Abel Gance - Silent Films

Silent Films

While in Brussels, Gance wrote his first film scenarios, which he sold to Léonce Perret. Back in Paris in 1909, he acted in his first film, Perret's Molière. At that stage he regarded the cinema as "infantile and stupid" and was only drawn into film jobs by his poverty, but he nevertheless continued to write scenarios, and often sold them to Gaumont. During this period he was diagnosed with tuberculosis, often fatal at that time, but after a period of retreat in Vittel he overcame the disease. With some friends he established a production company, Le Film Français, and began directing his own films in 1911 with La Digue (ou Pour sauver la Hollande), a historical film which featured the first screen appearance of Pierre Renoir. Gance tried to maintain a connection with the theatre and he finished writing a monumental tragedy entitled Victoire de Samothrace, in which he hoped that Sarah Bernhardt would star. Its five-hour length, and Gance's refusal to cut it, proved to be a stumbling block.

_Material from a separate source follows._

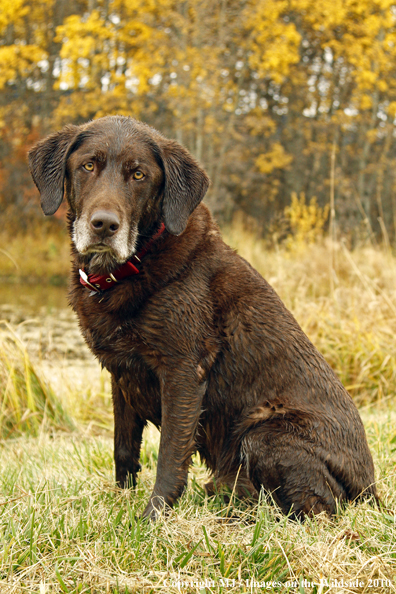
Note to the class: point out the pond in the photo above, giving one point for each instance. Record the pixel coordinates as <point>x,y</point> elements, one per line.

With the outbreak of World War I, Gance was rejected from the army on medical grounds and in 1915 he started writing and directing for a new film company, Film d'Art. He soon caused controversy with La Folie du docteur Tube, a comic fantasy in which he and his cameraman Léonce-Henry Burel created some arresting visual effects with distorting mirrors. The producers were outraged and refused to show the film. Gance nevertheless continued working for Film d'Art until 1918, making over a dozen commercially successful films. His experiments included tracking shots, extreme close-ups, low-angle shots, and split-screen images. His subjects moved steadily away from simple action films towards psychological melodramas, such as Mater dolorosa (1917) starring Emmy Lynn as a neglected wife who has an affair with her husband's brother. The film was a great commercial success, and it was followed by La Dixième Symphonie, another marital drama featuring Emmy Lynn. Here Gance's mastery of lighting, composition and editing was accompanied by a range of literary and artistic references which some critics found pretentious and alienating.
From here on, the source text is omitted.